Adding random observations to sample to determine quality of sample via outlier detection

Maskofillusion · October 6, 2021, 11:12am

Hello,

I am slightly new to the forum so I hope the title is acceptable. I wanted to know if there is an existing technique or literature where you add random observations (which are generated randomly with constraints) to your sample (be it a survey on say car perceptions) and then run outlier techniques to see if the respective outlier techniques can detect those randomly added cases and not your original sample observations.

The reason I want to do this is that I know very little of the population and if people answered poorly in the survey, outlier techniques should not be able to differentiate better between real observations and “generated” observations.

I hope this is clear enough and someone can potentially link me to some sources or literature?

Thanks!

R_cubed · October 6, 2021, 4:57pm

You might want to look up on the rather extensive literature on robust statistics.
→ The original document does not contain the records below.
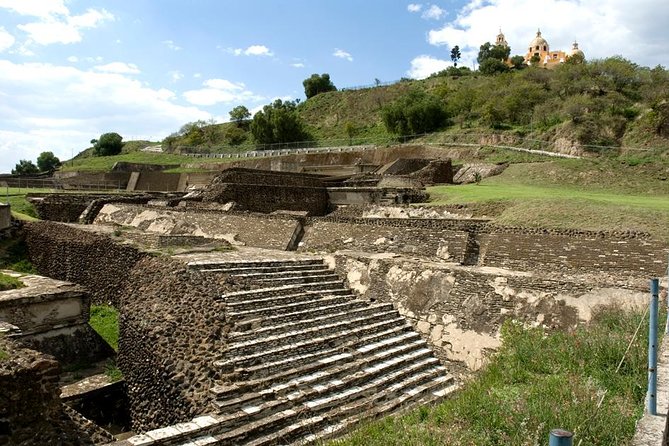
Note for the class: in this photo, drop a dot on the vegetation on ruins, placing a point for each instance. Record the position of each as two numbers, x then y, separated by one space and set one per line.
415 113
104 320
25 167
316 84
8 282
538 381
278 122
47 162
108 144
14 256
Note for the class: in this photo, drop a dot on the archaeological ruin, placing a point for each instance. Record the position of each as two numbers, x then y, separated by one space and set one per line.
275 303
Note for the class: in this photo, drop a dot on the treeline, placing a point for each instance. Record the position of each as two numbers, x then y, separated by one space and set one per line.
593 103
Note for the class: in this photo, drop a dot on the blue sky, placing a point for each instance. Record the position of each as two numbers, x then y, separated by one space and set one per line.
71 70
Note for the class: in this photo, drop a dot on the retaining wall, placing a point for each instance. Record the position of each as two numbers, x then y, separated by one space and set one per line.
460 310
31 412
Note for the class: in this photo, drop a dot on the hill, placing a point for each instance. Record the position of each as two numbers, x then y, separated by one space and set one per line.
598 107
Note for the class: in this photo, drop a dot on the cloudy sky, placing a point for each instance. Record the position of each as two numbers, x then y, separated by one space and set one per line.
73 69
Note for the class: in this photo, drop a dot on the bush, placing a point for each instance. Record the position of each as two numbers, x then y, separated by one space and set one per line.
108 144
414 113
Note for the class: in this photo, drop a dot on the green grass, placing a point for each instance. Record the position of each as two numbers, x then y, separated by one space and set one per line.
112 371
8 282
105 163
104 320
537 382
574 194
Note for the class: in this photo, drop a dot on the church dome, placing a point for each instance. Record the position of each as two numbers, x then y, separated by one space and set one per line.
539 43
575 51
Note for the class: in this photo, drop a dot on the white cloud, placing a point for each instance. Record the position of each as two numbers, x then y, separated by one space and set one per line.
60 108
171 45
64 29
434 12
36 8
217 91
253 50
118 68
603 28
6 39
176 75
423 66
342 54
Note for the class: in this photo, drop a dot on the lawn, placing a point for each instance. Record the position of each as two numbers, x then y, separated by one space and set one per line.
564 194
536 382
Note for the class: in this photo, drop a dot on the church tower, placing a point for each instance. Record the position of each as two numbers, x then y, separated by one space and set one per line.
501 40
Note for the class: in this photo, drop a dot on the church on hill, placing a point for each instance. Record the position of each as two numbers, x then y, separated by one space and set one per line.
539 51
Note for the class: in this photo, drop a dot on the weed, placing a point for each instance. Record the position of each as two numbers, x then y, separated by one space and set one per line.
104 320
8 282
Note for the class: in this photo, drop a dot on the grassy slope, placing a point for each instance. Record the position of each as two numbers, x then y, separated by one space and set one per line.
104 320
595 195
536 382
To do this in a mathematically correct way, the experts in this area have typically used mixture distributions to model outliers – ie p(\mathcal{N},Var) + (1-p)(\mathcal{N}, 10 \times Var) as an example. Then you could run your outlier tests on this synthetic data set where you are certain of the parameter values. John Tukey, Frank Hampel and Peter Huber have done the foundational work in this area.

The other scenario is to use inference techniques that are not sensitive to outliers. Classical nonparametrics would fall into this category.
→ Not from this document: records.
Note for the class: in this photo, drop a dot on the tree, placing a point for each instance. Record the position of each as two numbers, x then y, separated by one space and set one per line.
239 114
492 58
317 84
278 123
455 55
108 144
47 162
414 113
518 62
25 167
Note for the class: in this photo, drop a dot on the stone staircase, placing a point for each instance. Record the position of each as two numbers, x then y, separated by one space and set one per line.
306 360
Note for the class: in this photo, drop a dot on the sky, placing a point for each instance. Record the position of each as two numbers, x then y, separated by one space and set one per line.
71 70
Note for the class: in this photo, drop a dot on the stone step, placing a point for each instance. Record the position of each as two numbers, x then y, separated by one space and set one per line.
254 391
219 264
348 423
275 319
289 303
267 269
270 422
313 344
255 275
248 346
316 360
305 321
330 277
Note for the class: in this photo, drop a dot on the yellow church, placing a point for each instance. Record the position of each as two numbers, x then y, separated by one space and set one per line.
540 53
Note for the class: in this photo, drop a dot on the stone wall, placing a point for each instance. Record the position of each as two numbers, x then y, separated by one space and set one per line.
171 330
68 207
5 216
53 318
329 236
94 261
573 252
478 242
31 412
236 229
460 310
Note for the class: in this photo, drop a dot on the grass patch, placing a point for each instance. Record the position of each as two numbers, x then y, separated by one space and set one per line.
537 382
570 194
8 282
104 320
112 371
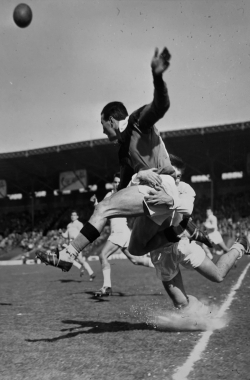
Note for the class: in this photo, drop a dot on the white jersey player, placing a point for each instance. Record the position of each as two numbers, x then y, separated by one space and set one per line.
118 240
73 229
211 226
A Bayesian method would specify a prior probability on the the possible distributions outliers could come from.

Related thread:

Maskofillusion · October 7, 2021, 6:03pm

Thanks for the reply! I am aware of some robust statistical techniques which as you say will often be able to deal with influential outliers (those which specifically affect your model fit, standardized betas etc).

I have wanted to look at some semi parametric techniques but yes non parametric techniques remain valuable.

I know too little of priors to make use of Bayesian at this stage.

I think in general my lack of confidence is situated in the actual sample responses. I want to know how good those are. I can fit a model and see if I get results but that doesn’t answer my question regarding quality of sample. If they adhere to most assumptions required for parametric testing then it is just that - I am able to run certain techniques and yes in some cases prior literature or work should tell me what sort of relationships etc I should likely see.

However, I want to create scenarios where that sample is specifically constrained with false observations to see how well existing techniques can differentiate between actual sample and false sample. I understand that creating observations that are randomly generated values from the possible min and max per variable will lead to observations that could have been possible (i.e. they won’t be picked up by Mahalanobis or say robust Mahalanobis in the case where we know the suspected underlying distribution is not normal) so I do want some idea of proportions. Thinking about this as well I do wonder how much this “experiment” will end up testing the outlier technique more than actually “verifying” the sample. This is making me wonder if I should not look at split half reliability and other sort of techniques by which to rather gauge the sample in addition to Mahalanobis and other appropriate outlier techniques?

R_cubed · October 8, 2021, 4:08pm

This is just a thought, but if you have an idea of what the distribution of erroneous data looks like, and have a model of what valid data looks like, can’t you use likelihood methods to assess the validity of your sample ie \frac{p(\Theta_{valid} | X=x)}{p(\Theta_{error}| X=x)}?

The likelihood is the data based complement to a Bayesian prior. So even if you don’t exactly know what your prior is, you might know that this LR would move a skeptical prior to a position of modest advocacy.

Applying this could be somewhat computationally complex, though.

f2harrell · October 8, 2021, 8:51pm

When the variable in question is the dependent variable, semiparametric ordinal models are hard to beat, whether Bayesian or frequentist.